At this point she took my reservation and looked at it. "Oh," she said, "your trip is one-way so there is a drop-off fee. To avoid this fee you have to make a one-way reservation."
"I did make a one-way reservation."
"No, this is a same-site reservation which, unfortunately, incurs a drop-off fee. I'm very sorry. The same-reservations have a lower daily rate which is probably why it came up in your search results. Next time don't make a reservation with a discount provider."
Okay, pop quiz hotshot. In who's delusional mind does it make sense for a person to provide you with a same-site fee when you specifically ask for a one-way fee?
The answer, of course, is an unscrupulous programmer and rental car service provider that wants their fare to leapfrog ahead of the superior service of their competitors.
And don't think for one instant that National is innocent here. They agreed to work with RentalCars.com, they know that their one-way fees aren't nearly as good as say, Budget rental cars. They're the ones who programmed in this doomsday scenario where a tired traveler shows up with the wrong reservation and is subject to a fee of more than half a grand.
The ladies at the desk worked with me and I got the price down to $300, but that's nothing to be happy about.
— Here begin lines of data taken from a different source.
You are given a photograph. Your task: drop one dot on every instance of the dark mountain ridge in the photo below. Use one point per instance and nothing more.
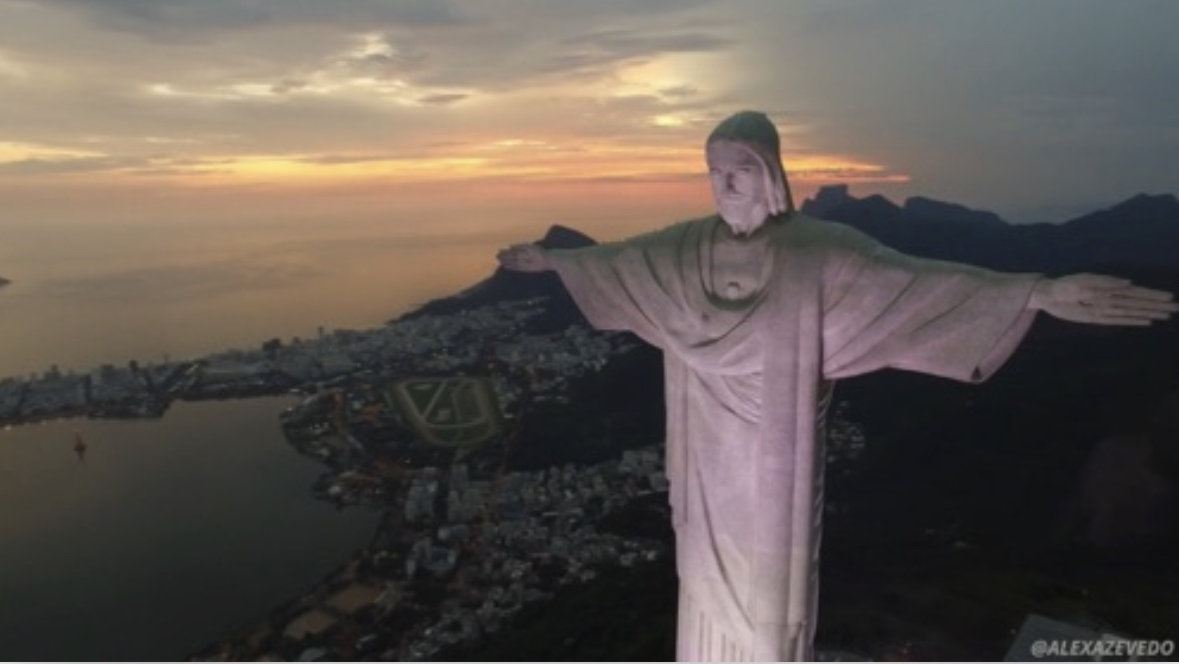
(1141, 231)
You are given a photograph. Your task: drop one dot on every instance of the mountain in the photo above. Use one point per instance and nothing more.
(960, 517)
(1139, 232)
(506, 284)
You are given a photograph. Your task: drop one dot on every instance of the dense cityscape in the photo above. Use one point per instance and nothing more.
(465, 540)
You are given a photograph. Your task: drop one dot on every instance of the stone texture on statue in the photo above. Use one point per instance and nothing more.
(757, 310)
(748, 376)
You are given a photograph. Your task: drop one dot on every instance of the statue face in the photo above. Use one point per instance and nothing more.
(739, 185)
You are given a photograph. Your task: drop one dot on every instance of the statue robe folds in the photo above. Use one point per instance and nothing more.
(748, 381)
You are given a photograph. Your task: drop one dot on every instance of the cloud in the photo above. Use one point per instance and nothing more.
(442, 98)
(201, 19)
(43, 166)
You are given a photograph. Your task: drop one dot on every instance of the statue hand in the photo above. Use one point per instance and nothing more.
(525, 258)
(1102, 301)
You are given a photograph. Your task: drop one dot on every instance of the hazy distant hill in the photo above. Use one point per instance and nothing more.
(505, 284)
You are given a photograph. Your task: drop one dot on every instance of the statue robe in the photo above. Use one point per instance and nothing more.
(753, 330)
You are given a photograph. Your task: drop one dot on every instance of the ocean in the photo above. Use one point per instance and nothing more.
(171, 533)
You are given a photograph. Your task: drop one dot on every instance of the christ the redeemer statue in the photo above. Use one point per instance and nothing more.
(757, 309)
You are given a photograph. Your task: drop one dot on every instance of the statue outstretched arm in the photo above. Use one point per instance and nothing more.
(1101, 300)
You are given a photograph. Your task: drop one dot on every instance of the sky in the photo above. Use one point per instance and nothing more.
(254, 111)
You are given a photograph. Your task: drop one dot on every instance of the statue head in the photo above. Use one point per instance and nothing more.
(749, 183)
You shouldn't be happy you only got robbed for $300 when you were looking at $565, and that didn't even count the prepaid $120 to RentalCars.com.
And, if I'd walked off without looking at the agreement as the National agent urged me to do, I'd have been on the hook for all of it, which is dodging a pretty massive, fast moving bullet.
This kind of treatment is unacceptable. The worst thing is you still don't know how much you will eventually pay until a week or two after you return the car. You have to hold your breath and fret over additional fabricated charges for non-existent services.
And once they have your money, even in error, it's just a blast, a pure JOY making all the phone calls, sending all the emails, and screaming into the void trying to get it back. When/if they do eventually refund it, they've earned enough off interest to more than make up for any lost revenue.
There's two things I've learned from this whole ordeal.
Number 1. Consumers shouldn't tolerate this nonsense. Don't swallow your anger, pay the bill and try to move on. This is a violation and it will not stand. At the very least, find someone to scream at (not the first person you talk to, make sure you at least scream at a supervisor). Also, let's stop subsidizing all transportation businesses with taxpayer money, they're all stealing from us twice.
Numer 2. I'll never use Priceline.com, National, or RentalCars.com again. Theft has consequences jerks. And yeah, even though you had me tired, bedraggled, vulnerable, and worried about my kids when you conspired to steal $300 from me, I've got my energy back now. I'm going to spend the rest of my life ruining your Online Reputation Management (ORM is a thing), and it's going to cost you a LOT more than $300 before I'm done.
So, um, yeah, if corporations in the travel service industry could stop blatantly stealing from their customers that would be great.